Не смея больше смотреть на часы, она поскорей потушила электричество.
ГЛАВА ДЕСЯТАЯ
Театральную площадь в тот вечер охранял усиленный наряд полиции. По прилегающим улицам и Поцелуеву мосту мрачно прогуливались взад и вперёд таинственные пешеходы; на всех были одинаковые тёплые пальто с поднятыми воротниками и высокие зимние галоши.
Перед главным входом в Мариинский театр конные городовые немедленно отгоняли в сторону освободившихся извозчиков. Внутри, на верхней площадке бокового, царского подъезда, молча переминался с ноги на ногу усыпанный звёздами градоначальник. Рядом с ним, взволнованный и напряжённый, стоял невзрачный директор императорских театров в придворном фраке при одном старшем ордене.
С минуты на минуту ждали государя…
Столыпину удалось на последнем докладе склонить самодержца хоть раз показаться по-прежнему на люди. Общество было ещё подавлено трёхлетним беспросветным злополучием. Поражение в японской войне, политические убийства, запылавшие помещичьи усадьбы, расстрелы, вооружённые восстания, казни слились для обывателя в один кровавый длительный кошмар. С высоты престола необходимо было подтвердить, что всякая опасность миновала и наступает пора благоденствия.
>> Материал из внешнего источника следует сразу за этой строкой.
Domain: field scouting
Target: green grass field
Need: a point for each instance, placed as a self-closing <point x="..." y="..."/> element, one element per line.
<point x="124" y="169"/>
Государь сперва колебался. Общественные настроения его мало трогали. Не хотелось ни отказать Столыпину, ни согласиться. Как всегда в подобных случаях, царь поспешил посоветоваться с другим сановником, в надежде, что второй отговорит последовать совету первого.
Против ожидания далёкий от политики министр двора[367] поддержал настояния временщика. Придумал даже, как проще всего отбыть царю не улыбавшуюся ему монаршую повинность. Одна из заслуженных артисток императорской оперы покидала сцену, и был назначен её прощальный бенефис[368]. Случай казался подходящим для неожиданного появления государя без всякой официальности среди отвыкших его видеть петербуржцев.
Софи приехала в обрез.
Вслед за её каретой к отдельному директорскому входу подкатили ещё только два автомобиля. Из первого выпорхнула в облаке горностаев, кружев, жемчугов и серебряных блёсток её подруга и светская соперница, рано овдовевшая Тата Дорнау. Навстречу второй машине подобострастно метнулись ожидавшие на улице местный полицмейстер и какой-то другой чиновник в мундире.
Опаздывать вдвоём всегда приятнее. Молоденькая вдова обрадовалась при виде Софи и защебетала шаловливо:
– Let us hurry up to see the fun…[369] Но осеклась на полуслове.
С улицы сквозь двойные, обитые войлоком стеклянные двери ворвалась резкая струя холода. В вестибюль неторопливо входил чернобородый мужчина. Низко нахлобученная шапка и штатская шинель с меховыми лацканами придавали ему облик допетровского боярина.
Тата, наклонив к подруге ангелоподобную головку, только успела шепнуть:
– Voici le satrape[370].
Софи подняла глаза. В трёх шагах от неё стоял председатель Совета министров Столыпин. Придворный, красный с золотом, швейцар отряхивал его заиндевевшие бобровые лацканы…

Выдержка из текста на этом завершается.